The Albany agreement on a 2009-10 budget eliminated a proposal to allow the sale of wine in supermarkets and other stores, a measure intended to help close the mounting state deficit.

Join the discussion below, or Read more at Newsday.

Long Island Taxpayer

Jersey City, NJ

#1 Mar 30, 2009
Not allowing grocery stores to sell wine is the only intelligent item in the state budget.
nancy

United States

#3 Mar 30, 2009
I am so glad they aren't allowing wine to be sold in the supermarkets!! It would have hurt all the small business owners that are already struggling!!!
BILL

Chesterfield, MO

#4 Mar 30, 2009
Please liquor sales in any state are not hurting, Even though this country is in a recession. Why else would the state impose higher taxes on sin items and still people buy them.This has everything to do with religions getting involved.
George B

United States

#5 Mar 30, 2009
Bill from Colorado is WAY off. Religion has NOTHING to do with this, at all. It is all about saving jobs, jobs that would have been lost if the big chain stores would have been allowed to sell wine. Religion?
MB Rogers

Cohoes, NY

#6 Mar 30, 2009
We don't need to make any type of wine more readily available to anyone, specially underage individuals. Also, rather than eliminate those 4,000 jobs let's ask the State employees if they would be willing to forego their 3% raise this year in order to save jobs. I know all of my friends who are here in Albany and work for the state said they would be willing.

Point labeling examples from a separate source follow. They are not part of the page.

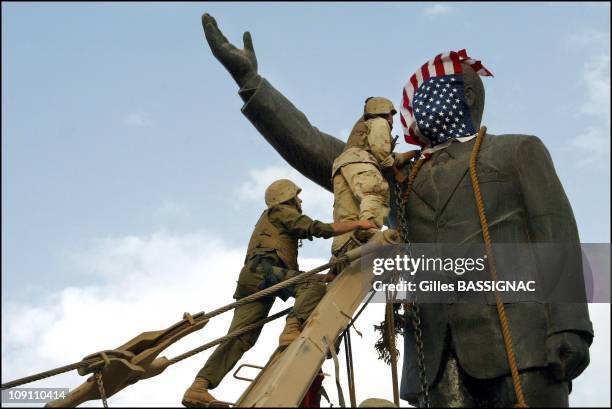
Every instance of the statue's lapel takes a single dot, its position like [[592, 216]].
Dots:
[[423, 187], [449, 167]]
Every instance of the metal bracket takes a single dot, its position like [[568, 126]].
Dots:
[[247, 366]]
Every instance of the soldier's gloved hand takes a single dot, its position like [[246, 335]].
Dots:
[[241, 64], [567, 354], [401, 159], [367, 225]]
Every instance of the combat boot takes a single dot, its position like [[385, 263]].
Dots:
[[197, 396], [292, 331]]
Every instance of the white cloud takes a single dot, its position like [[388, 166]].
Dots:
[[437, 9], [138, 119], [318, 202], [592, 388], [596, 80], [593, 145], [588, 38]]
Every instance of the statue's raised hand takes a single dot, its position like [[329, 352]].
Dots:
[[241, 64]]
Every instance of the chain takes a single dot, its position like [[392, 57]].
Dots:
[[98, 376], [414, 307]]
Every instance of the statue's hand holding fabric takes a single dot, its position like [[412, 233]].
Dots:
[[241, 63]]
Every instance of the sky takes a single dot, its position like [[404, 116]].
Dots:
[[131, 181]]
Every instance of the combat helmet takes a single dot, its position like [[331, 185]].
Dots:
[[280, 191], [378, 106]]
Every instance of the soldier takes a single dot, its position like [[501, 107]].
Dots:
[[271, 258], [360, 190], [463, 348]]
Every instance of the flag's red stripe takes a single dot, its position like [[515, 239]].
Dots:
[[439, 65], [456, 64], [414, 82], [425, 72]]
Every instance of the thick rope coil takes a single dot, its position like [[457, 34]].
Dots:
[[501, 310]]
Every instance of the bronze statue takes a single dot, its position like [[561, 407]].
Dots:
[[463, 347]]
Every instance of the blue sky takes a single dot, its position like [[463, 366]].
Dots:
[[122, 135]]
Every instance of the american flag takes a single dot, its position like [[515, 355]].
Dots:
[[433, 101]]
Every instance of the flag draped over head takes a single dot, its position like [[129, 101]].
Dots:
[[434, 107]]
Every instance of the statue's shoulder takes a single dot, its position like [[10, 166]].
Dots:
[[511, 142]]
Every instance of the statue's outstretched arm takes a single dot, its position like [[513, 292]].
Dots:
[[285, 127]]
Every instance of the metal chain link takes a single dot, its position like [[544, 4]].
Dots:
[[98, 376], [414, 306]]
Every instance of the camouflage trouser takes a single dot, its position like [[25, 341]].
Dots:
[[360, 193], [255, 275]]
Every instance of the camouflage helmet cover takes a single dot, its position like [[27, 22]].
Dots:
[[378, 106], [280, 191]]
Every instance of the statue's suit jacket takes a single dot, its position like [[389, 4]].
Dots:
[[524, 202]]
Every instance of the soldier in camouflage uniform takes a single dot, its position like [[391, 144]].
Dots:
[[271, 258], [360, 190]]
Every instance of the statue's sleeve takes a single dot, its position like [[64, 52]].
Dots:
[[286, 128], [551, 220]]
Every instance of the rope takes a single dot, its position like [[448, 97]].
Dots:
[[48, 374], [501, 310], [231, 335], [349, 367], [197, 318], [413, 307], [391, 342], [101, 391], [332, 351]]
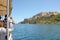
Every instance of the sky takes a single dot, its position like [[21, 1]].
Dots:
[[27, 8]]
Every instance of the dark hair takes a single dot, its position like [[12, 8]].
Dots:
[[0, 17], [6, 15]]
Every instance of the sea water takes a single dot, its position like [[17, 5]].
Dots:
[[36, 32]]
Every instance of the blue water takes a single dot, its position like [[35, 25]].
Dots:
[[36, 32]]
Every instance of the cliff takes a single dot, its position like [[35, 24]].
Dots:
[[43, 18]]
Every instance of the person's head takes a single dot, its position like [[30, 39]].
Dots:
[[0, 17]]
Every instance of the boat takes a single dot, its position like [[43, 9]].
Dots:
[[5, 8]]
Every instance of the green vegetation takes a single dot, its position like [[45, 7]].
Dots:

Maybe some of the Union reps should try polling the state workers to get their opinions!
Kenneth Cole

Binghamton, NY

#7 Mar 31, 2009
The sale of wine in grocery stores would have had the opposite efect the governor thought. The big box stores were the driving force in this proposal and the small indepents I spoke with were not interested or could not afford the license. The wineries I spoke with, which were a lot, were against it because they know that the big stores would only stock the most popular wines from all over the world and they would be left out. Most also realized that they their product would not be promoted by the big stores as they are in the liquor stores and the clerks would not be as knowledgable. FINALLY, SMALL BUSINESS WON A BATTLE! Too bad it took this long and too bad that hundreds of other small family business' had to go out of business due to the greed of the big companies and our politicians.